Starting on Wednesday, 7-year-old Josh Hardy will be the first patient in a new trial launched by drug company, Chimerix. It means he will receive the experimental medication that doctors think will save his life.
His parents started hashtag #SaveJosh. It went viral on social media and was instrumental in helping the family secure this treatment.
“We got the great news last night and we're just looking forward to great success of the drug and the great success of the company to help other people,” said Josh’s mother, Aimee Hardy.
Right now, Josh remains in critical condition at St. Jude Children's Research Hospital in Memphis, Tenn., where doctors had also been pushing the company to provide the drug.
The #SaveJosh campaign wouldn't have been possible 20 years ago. Josh's story went around the world thanks to people who heard about his story and called for action.
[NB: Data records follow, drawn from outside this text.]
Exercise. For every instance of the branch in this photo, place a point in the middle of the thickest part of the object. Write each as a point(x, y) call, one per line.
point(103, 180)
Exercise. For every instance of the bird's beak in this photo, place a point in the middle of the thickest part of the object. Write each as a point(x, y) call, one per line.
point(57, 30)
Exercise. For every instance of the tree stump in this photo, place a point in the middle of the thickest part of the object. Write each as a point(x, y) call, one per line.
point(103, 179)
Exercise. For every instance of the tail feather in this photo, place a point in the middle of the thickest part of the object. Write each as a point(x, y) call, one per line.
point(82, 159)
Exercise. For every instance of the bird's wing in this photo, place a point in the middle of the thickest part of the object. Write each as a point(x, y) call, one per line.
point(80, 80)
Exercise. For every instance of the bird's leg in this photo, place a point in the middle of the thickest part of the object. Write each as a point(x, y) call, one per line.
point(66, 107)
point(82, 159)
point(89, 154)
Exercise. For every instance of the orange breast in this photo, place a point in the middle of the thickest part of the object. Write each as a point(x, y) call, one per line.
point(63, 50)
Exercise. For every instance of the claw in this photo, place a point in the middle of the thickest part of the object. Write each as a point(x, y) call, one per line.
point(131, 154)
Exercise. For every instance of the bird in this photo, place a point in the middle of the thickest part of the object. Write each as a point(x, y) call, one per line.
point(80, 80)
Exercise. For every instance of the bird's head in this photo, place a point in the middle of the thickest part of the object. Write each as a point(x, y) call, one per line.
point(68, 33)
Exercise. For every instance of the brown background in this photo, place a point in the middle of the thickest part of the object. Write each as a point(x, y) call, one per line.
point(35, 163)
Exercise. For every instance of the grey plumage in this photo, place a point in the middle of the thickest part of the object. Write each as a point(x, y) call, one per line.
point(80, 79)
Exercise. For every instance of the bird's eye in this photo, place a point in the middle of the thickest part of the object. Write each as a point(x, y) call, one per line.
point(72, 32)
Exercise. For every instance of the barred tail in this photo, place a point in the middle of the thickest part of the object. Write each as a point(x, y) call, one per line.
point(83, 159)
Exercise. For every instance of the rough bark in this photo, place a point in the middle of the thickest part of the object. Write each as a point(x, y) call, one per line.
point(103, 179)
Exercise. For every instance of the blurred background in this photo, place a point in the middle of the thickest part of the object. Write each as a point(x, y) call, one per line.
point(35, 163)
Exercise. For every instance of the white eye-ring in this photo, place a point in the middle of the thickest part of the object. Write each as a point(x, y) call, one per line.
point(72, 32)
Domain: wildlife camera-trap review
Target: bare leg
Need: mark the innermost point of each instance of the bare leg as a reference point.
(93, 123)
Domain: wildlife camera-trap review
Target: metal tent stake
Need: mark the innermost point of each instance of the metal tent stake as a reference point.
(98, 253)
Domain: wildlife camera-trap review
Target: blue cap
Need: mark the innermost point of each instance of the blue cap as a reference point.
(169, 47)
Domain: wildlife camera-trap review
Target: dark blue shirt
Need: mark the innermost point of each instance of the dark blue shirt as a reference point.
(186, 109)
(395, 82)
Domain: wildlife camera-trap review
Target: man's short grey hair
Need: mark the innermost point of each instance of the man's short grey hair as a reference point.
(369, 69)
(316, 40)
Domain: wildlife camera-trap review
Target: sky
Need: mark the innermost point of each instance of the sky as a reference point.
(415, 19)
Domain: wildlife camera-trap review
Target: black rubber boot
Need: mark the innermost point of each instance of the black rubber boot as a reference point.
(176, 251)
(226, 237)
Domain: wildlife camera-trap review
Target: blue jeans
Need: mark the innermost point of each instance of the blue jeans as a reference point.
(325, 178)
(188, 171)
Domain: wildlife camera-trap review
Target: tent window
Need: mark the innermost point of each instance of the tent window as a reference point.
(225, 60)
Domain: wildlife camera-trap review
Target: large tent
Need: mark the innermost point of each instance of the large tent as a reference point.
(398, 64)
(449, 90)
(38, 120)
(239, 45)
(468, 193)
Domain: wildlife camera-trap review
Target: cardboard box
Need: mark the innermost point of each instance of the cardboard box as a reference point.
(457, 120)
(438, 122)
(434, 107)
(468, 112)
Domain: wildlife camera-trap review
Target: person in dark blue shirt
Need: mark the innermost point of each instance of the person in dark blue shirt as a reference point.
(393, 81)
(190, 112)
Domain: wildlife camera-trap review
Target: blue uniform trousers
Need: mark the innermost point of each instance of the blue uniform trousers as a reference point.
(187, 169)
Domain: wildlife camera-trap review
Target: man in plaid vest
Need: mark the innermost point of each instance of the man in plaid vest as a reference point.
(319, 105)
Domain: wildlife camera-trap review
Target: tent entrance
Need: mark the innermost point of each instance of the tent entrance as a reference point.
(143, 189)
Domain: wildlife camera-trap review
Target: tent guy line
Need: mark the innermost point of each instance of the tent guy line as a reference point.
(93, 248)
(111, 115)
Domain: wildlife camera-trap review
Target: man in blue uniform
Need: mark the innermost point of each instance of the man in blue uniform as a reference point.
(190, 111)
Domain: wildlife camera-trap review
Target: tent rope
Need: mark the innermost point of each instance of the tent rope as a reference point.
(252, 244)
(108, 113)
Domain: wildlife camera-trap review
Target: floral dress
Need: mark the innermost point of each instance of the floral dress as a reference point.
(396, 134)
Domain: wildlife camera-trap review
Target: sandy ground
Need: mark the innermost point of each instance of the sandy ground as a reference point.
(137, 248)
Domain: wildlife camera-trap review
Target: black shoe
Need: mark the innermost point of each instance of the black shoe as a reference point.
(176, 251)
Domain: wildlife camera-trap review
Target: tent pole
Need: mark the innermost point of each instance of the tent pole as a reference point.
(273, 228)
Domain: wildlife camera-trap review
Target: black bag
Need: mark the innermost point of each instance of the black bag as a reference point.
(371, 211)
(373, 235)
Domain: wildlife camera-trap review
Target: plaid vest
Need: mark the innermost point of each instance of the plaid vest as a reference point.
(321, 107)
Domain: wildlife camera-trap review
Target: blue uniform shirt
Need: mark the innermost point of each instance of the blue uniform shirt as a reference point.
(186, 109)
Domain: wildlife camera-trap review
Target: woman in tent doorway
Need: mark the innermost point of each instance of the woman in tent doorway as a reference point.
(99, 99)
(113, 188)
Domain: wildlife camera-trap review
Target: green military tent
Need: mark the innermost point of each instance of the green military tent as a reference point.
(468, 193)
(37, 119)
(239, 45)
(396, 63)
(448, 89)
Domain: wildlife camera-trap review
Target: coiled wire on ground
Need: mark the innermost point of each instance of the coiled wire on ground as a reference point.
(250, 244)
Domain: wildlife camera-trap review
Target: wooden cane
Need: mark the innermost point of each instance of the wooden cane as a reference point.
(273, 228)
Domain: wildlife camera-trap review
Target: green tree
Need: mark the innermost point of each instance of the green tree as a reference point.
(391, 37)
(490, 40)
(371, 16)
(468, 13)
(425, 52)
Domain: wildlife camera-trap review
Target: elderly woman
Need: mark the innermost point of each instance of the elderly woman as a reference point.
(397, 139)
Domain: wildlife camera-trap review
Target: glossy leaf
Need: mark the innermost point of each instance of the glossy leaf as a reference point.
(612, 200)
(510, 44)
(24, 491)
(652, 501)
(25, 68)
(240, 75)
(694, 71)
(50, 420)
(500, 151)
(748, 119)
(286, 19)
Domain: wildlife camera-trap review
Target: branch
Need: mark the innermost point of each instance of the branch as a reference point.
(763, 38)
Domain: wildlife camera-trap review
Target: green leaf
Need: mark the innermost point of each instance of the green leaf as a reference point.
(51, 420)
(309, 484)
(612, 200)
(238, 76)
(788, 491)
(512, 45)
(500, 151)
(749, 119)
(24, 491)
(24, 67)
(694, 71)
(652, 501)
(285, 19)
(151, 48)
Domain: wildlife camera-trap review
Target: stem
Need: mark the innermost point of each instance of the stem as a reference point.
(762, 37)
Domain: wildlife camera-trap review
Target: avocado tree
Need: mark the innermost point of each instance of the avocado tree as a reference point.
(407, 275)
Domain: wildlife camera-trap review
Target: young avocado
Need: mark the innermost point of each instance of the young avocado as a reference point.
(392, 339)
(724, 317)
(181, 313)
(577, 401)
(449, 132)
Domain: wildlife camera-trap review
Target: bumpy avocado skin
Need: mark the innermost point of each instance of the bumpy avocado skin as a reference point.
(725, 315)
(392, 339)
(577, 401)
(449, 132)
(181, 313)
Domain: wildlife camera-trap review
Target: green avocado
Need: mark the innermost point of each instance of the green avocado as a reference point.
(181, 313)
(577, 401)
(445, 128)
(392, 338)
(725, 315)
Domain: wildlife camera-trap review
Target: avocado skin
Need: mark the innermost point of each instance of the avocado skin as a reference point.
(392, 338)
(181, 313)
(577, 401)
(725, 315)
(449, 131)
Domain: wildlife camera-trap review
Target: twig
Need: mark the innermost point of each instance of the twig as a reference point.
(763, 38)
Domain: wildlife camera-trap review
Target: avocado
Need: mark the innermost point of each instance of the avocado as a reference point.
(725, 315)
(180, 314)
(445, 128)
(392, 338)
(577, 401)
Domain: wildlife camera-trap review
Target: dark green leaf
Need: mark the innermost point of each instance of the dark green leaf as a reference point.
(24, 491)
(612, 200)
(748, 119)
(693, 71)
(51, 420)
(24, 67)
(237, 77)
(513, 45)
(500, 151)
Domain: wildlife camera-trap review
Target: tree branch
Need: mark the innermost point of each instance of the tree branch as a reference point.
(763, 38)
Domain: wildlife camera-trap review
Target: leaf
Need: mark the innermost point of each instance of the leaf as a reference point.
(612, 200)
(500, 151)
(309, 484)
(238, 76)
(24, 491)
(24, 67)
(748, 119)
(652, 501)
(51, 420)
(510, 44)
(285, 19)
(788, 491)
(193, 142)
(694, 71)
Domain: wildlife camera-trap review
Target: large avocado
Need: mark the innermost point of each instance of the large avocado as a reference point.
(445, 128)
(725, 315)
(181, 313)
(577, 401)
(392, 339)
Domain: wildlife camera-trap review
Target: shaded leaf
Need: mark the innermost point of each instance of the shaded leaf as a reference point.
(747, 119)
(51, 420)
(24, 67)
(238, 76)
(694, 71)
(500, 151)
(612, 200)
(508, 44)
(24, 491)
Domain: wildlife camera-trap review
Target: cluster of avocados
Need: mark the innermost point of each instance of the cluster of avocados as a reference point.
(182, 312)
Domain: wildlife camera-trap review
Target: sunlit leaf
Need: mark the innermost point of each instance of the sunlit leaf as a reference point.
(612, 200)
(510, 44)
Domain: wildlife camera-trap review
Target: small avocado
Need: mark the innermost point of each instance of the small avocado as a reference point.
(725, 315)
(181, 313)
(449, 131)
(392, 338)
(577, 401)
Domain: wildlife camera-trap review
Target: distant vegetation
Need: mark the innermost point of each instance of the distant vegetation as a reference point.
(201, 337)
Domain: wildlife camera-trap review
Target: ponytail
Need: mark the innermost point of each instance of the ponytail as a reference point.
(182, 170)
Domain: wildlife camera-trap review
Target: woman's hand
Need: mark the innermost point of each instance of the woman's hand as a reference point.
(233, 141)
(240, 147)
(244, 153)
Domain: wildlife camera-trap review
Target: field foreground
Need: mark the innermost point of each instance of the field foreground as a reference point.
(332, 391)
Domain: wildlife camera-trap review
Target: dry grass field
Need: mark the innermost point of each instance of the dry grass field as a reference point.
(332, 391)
But it is also causing some medical ethics experts to point out the campaign has pulled back the curtain on what they say is a drug approval process that is too slow.
“We are beginning a broader trial that will initially enroll 20 patients and will move to being what's called a pivotal Phase 3 study, so it will be designed to move potentially to the approval of brincidofovir by the FDA,” said Chimerix CEO Kenneth Moch. “The study has to be undertaken, but that is our hope and plan.”
The decision was fueled by an outpouring of public interest on Twitter, on Facebook and social networks like caringbridge.org. Tens of thousands people demanded Chimerix change its mind and give Josh the medication.
But while the #SaveJosh campaign has raised awareness, here in Washington D.C., it has also raised questions. For example: when it comes to experimental medicines being approved, what is right and what is wrong when science and emotion collide?
The Food and Drug Administration allows so called "compassionate use" of certain drugs -- in certain cases -- before they have been approved. But patient advocates like Frank Burroughs of the Abigail Alliance say the FDA should do more.
“These people are out of options,” he said. “Their only option is death. It doesn't have to be that way. The FDA is in the way.”
Art Caplan, a medical ethics expert and professor at the New York University Langone Medical Center, told us some scientists are concerned expanding the uses of unapproved medicines could alter clinical drugs trials.
"If all the Joshs get compassionate use, there's nobody in the trial and that's where the dilemma is,” he said.
We asked the FDA to speak with us about their compassionate use program. They instead sent us an email with information about their program and how FDA approves drugs, and how people can apply to the program.